09:54am Monday 11 December 2017

Depression’s stigma can be a barrier to African-Americans seeking treatment, study finds

Writer: Erica Hensley

Rosalyn Denise Campbell, an assistant professor in the UGA School of Social Work, advocates for removing that stigma and fostering intervention that increases mental health service use and overall wellness.

In a study published in the Journal of Ethnic and Cultural Diversity in Social Work, her recent research focuses on African-Americans with depression—some self-diagnosed, others clinically—and how they experience mental illness and navigate the mental health system.

Campbell’s research comprises individual participant interviews that focus on each person’s history and battle with depression. She then connects themes to apply the stories to the wider context of service-use patterns and the impact on the black American community.

One of the major themes emerging from her research is the necessity for black Americans experiencing depression to challenge the stigma throughout their disclosure and recovery journey, as they reconcile a new identity.

“I can’t tell you how many times in these interviews people have said, ‘I don’t talk about this,'” Campbell said. “Some of them actually felt like participating in the study was pushing back against the stigma. By admitting, ‘I identify as a person who has experienced depression, and I’m going to share my story for this study,’ they felt like by adding another voice, that that was pushing back against the stigma.”

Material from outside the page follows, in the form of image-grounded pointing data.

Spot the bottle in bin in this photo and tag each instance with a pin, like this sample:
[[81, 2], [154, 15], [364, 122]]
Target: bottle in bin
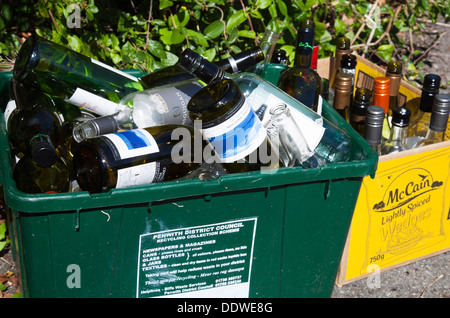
[[330, 142]]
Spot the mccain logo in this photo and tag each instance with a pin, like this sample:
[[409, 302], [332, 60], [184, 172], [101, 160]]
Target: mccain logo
[[406, 187]]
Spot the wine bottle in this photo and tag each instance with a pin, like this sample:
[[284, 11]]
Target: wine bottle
[[394, 73], [34, 131], [381, 98], [71, 76], [160, 105], [342, 95], [397, 137], [438, 121], [292, 145], [138, 157], [263, 96], [374, 127], [33, 178], [232, 128], [301, 81], [342, 47], [175, 74], [420, 122], [358, 111]]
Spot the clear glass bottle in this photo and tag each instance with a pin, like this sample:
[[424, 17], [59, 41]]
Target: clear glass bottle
[[420, 122], [358, 111], [332, 143], [301, 81], [71, 76], [342, 94], [232, 128], [394, 73], [161, 105], [174, 74], [137, 157], [293, 147], [397, 138], [438, 121], [374, 127], [381, 98]]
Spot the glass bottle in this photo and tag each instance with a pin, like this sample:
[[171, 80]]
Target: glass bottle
[[342, 94], [394, 73], [33, 178], [374, 127], [420, 122], [397, 137], [71, 76], [161, 105], [301, 81], [325, 138], [294, 150], [175, 74], [137, 157], [358, 111], [438, 121], [381, 98], [342, 47], [232, 128], [34, 131]]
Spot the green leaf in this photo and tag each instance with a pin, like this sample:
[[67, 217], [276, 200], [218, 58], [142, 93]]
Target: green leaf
[[236, 19], [214, 29]]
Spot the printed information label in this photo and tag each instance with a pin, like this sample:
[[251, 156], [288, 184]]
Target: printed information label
[[204, 261]]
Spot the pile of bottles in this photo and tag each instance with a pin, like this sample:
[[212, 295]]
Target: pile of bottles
[[77, 124], [374, 110]]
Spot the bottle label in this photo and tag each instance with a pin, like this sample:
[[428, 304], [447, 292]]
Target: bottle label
[[93, 103], [112, 69], [131, 143], [8, 110], [237, 136], [169, 102], [142, 174]]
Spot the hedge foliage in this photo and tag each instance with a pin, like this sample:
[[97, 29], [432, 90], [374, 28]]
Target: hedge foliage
[[150, 34]]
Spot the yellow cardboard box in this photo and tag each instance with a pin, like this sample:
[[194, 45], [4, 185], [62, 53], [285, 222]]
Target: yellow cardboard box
[[402, 214]]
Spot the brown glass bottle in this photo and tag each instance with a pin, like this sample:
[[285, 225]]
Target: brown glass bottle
[[342, 94], [381, 91], [358, 111], [394, 73]]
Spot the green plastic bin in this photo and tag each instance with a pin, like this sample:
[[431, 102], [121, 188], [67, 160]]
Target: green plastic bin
[[244, 235]]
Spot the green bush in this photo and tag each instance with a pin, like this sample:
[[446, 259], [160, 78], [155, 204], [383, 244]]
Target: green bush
[[148, 35]]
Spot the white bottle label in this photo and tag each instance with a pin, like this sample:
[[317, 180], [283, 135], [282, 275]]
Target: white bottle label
[[112, 69], [93, 103], [132, 143], [237, 136], [136, 175]]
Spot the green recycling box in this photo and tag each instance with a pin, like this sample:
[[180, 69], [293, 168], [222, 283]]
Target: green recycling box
[[255, 234]]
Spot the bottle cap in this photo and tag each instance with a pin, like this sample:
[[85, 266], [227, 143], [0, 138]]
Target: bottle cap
[[431, 83], [374, 124], [348, 61], [395, 67], [439, 116], [42, 151], [343, 81], [401, 116]]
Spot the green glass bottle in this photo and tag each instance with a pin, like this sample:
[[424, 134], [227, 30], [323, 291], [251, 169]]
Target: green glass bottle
[[301, 81], [32, 178], [232, 128], [71, 76], [138, 157]]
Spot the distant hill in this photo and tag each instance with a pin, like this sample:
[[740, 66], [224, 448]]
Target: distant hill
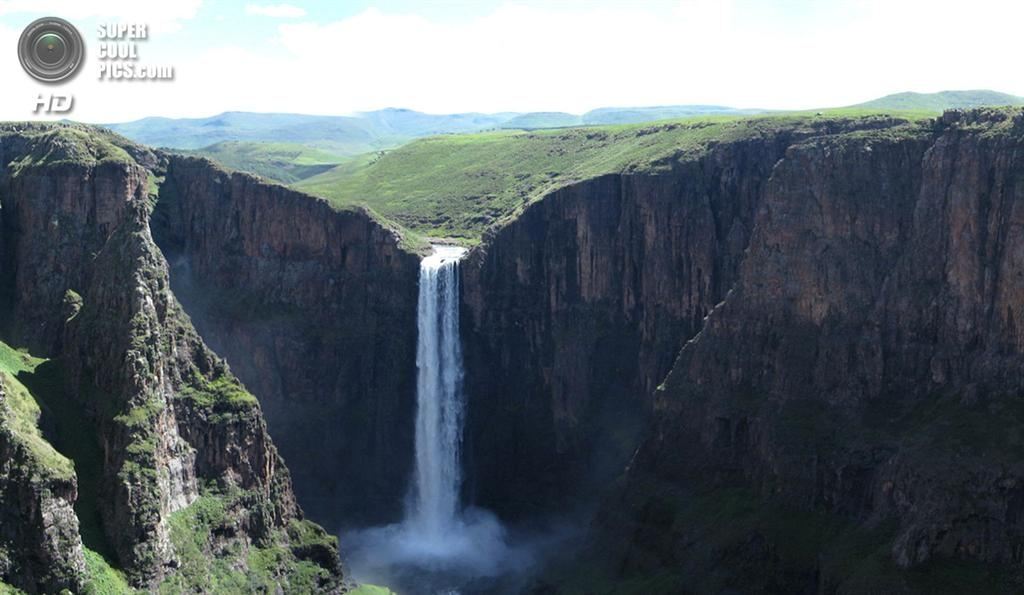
[[369, 131], [339, 134], [942, 100], [410, 124], [638, 115], [283, 162], [543, 120]]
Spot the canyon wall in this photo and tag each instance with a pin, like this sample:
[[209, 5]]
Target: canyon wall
[[88, 288], [315, 310], [576, 311], [862, 373]]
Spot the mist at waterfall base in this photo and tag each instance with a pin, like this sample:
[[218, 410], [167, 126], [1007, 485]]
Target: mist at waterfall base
[[439, 547]]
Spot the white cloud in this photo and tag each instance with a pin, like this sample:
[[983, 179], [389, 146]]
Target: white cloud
[[275, 10], [162, 16], [573, 58]]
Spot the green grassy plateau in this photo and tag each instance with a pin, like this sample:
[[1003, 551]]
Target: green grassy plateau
[[283, 162], [458, 186]]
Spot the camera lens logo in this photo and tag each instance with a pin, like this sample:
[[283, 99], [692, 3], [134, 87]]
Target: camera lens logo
[[51, 49]]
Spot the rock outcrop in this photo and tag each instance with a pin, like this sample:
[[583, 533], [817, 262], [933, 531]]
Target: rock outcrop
[[863, 372], [40, 547], [89, 288], [315, 309]]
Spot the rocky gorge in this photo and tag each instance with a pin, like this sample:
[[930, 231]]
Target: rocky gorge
[[788, 362]]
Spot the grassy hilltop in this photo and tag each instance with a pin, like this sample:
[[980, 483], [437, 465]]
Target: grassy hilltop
[[458, 186]]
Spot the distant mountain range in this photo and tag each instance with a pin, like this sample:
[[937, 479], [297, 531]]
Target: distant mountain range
[[289, 147], [346, 135], [942, 100]]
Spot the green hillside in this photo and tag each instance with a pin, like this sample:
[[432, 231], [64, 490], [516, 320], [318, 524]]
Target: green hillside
[[942, 100], [281, 162], [544, 120], [457, 186]]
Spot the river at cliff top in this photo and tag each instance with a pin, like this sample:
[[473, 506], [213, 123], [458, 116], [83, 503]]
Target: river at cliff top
[[440, 548]]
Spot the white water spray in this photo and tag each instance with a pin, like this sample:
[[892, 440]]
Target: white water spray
[[439, 397], [438, 547]]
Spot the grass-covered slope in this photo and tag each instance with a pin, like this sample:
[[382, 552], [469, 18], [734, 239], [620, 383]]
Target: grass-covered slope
[[943, 100], [458, 186], [282, 162]]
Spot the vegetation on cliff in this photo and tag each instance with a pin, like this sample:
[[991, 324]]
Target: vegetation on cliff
[[146, 427], [459, 186]]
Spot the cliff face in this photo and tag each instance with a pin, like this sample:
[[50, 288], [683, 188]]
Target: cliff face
[[315, 309], [576, 311], [40, 547], [863, 371], [89, 288]]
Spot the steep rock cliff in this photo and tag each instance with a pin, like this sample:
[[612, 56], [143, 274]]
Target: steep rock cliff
[[576, 311], [315, 310], [86, 285], [860, 382]]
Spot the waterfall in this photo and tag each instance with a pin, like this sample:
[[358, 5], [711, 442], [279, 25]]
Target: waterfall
[[439, 397], [438, 548]]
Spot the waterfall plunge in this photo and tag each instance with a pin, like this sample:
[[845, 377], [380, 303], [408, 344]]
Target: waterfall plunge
[[438, 547], [439, 398]]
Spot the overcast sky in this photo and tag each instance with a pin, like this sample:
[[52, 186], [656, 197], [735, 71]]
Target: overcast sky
[[483, 55]]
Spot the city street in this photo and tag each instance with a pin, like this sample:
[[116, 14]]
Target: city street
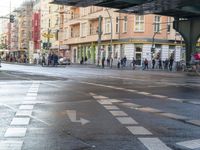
[[84, 108]]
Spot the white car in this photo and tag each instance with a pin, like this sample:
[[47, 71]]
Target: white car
[[64, 61]]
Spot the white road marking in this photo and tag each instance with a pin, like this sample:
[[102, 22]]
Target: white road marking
[[100, 97], [92, 94], [174, 116], [176, 99], [30, 98], [111, 107], [193, 144], [118, 113], [126, 120], [32, 94], [104, 102], [138, 130], [144, 93], [154, 144], [24, 113], [149, 109], [26, 107], [20, 121], [15, 132], [131, 105], [30, 102], [11, 145], [158, 96], [194, 122], [114, 101]]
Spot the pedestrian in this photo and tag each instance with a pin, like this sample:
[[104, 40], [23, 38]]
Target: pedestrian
[[103, 61], [171, 61], [118, 63], [153, 63], [145, 64], [108, 62], [43, 60], [133, 63], [160, 63]]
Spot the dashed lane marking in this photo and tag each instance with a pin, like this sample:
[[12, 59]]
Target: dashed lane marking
[[154, 144], [149, 109], [138, 130], [194, 122], [11, 145], [173, 116], [193, 144], [144, 93], [159, 96], [20, 121], [118, 113], [131, 105], [126, 120], [105, 102], [30, 98], [15, 132], [100, 97], [24, 113], [26, 107], [32, 94], [112, 107]]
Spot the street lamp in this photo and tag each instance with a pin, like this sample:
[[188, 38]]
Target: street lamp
[[111, 26]]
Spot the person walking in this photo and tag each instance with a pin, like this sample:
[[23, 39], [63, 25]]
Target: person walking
[[103, 61], [145, 64], [118, 63], [171, 61], [153, 63], [133, 63]]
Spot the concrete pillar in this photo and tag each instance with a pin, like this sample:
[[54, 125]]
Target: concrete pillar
[[190, 31]]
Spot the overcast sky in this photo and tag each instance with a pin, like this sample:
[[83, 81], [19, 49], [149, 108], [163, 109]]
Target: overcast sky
[[5, 6]]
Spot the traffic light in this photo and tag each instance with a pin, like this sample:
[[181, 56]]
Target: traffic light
[[12, 18]]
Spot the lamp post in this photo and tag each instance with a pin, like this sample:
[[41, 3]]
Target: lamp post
[[111, 26], [99, 31]]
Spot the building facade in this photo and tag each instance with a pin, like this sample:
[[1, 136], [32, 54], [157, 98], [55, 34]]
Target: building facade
[[141, 37]]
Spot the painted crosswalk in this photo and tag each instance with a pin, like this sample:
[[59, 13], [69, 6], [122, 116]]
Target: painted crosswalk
[[133, 126], [17, 129], [154, 144], [193, 144]]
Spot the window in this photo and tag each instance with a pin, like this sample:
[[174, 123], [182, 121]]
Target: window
[[107, 25], [83, 29], [125, 24], [139, 23], [168, 24], [157, 25], [117, 24]]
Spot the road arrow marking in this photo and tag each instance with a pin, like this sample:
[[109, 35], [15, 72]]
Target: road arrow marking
[[72, 117]]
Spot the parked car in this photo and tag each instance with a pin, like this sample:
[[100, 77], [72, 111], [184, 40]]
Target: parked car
[[64, 61]]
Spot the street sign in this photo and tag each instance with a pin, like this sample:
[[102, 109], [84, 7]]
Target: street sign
[[47, 35]]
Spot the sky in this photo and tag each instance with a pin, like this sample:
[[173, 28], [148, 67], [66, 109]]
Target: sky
[[5, 6]]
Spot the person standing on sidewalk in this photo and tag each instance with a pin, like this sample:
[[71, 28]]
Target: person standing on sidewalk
[[145, 64], [103, 61]]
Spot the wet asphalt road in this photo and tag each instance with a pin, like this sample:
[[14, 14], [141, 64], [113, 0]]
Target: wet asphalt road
[[81, 108]]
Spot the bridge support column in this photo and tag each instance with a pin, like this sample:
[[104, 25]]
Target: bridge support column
[[190, 31]]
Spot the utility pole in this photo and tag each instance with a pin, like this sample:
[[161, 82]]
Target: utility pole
[[111, 34], [99, 39]]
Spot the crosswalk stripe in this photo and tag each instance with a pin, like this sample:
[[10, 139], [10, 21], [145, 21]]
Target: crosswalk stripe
[[126, 120], [11, 145], [154, 144], [138, 130], [193, 144]]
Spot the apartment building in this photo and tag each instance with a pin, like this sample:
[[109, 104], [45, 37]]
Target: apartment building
[[130, 35]]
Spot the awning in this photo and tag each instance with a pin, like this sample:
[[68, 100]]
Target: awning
[[64, 47]]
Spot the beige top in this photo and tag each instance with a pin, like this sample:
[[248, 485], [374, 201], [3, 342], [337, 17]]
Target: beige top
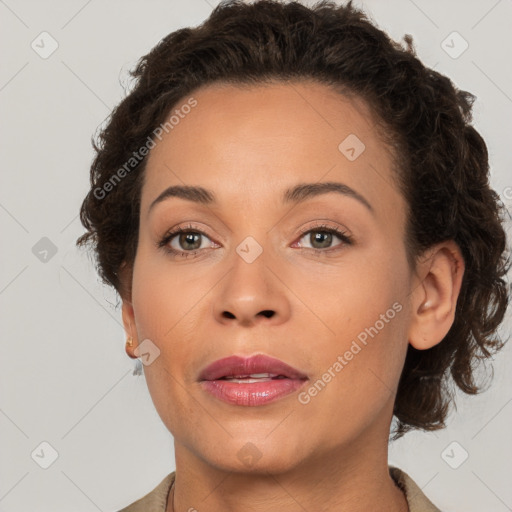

The socio-cultural barriers to seeking mental health services, which Campbell said are often rooted in the history and identity of being black in America, is another emerging theme in her research. She mandates the importance of contextualizing each person’s background as a part of their help-seeking patterns, especially populations that come from a history being shut out of services.

“Because African-Americans are already marginalized, there is no rush to adopt another marginalized, stigmatizing identity,” she said. “There is a lot to lose with accepting a mental health diagnosis.”

Her research suggests that black Americans are often thwarted from seeking depression treatment before they even enter the system, due to fears of being stigmatized by their friends and family as “less than African-American,” and hesitancy to trust in treatment, Campbell said.

A pervasive misunderstanding of mental illness also contributes to the power of the stigma, she said, often due to a lack of education regarding what depression is and is not. Her research suggests depression is often seen as a weakness or a temporary condition, rather than the illness it is.

“We’re all aware of historically what African-Americans have gone through in this country—through slavery, the civil rights movement, discrimination,” Campbell said, and overcoming those obstacles created a sense of strength and perseverance within the community. “So, anything that pushes against that seems antithetical to what it means to be black.”

Campbell’s research derives deeply from community and identity contextualization, which she said affects both individual and group health outcomes.

“That goes for how we are evaluating people, how we are treating people, how we are intervening—we cannot remove that context, because if we are not addressing that and that’s what a person embodies, you’re not reaching them,” she said. “It’s not just you in present day in 2016—it’s you and your ancestors from 1816, and their experience that’s helped shaped your identity and who you are.”

As part of that contextualization, Campbell makes a point to discuss her own experiences with mental illness, and said it’s a key component of her mission to de-stigmatize it.

“The only way to combat stigma is to take its power away, and you take its power away by talking about it and disclosing it,” she said.

Orion Mowbray, an assistant professor in UGA’s School of Social Work, is the study’s co-author.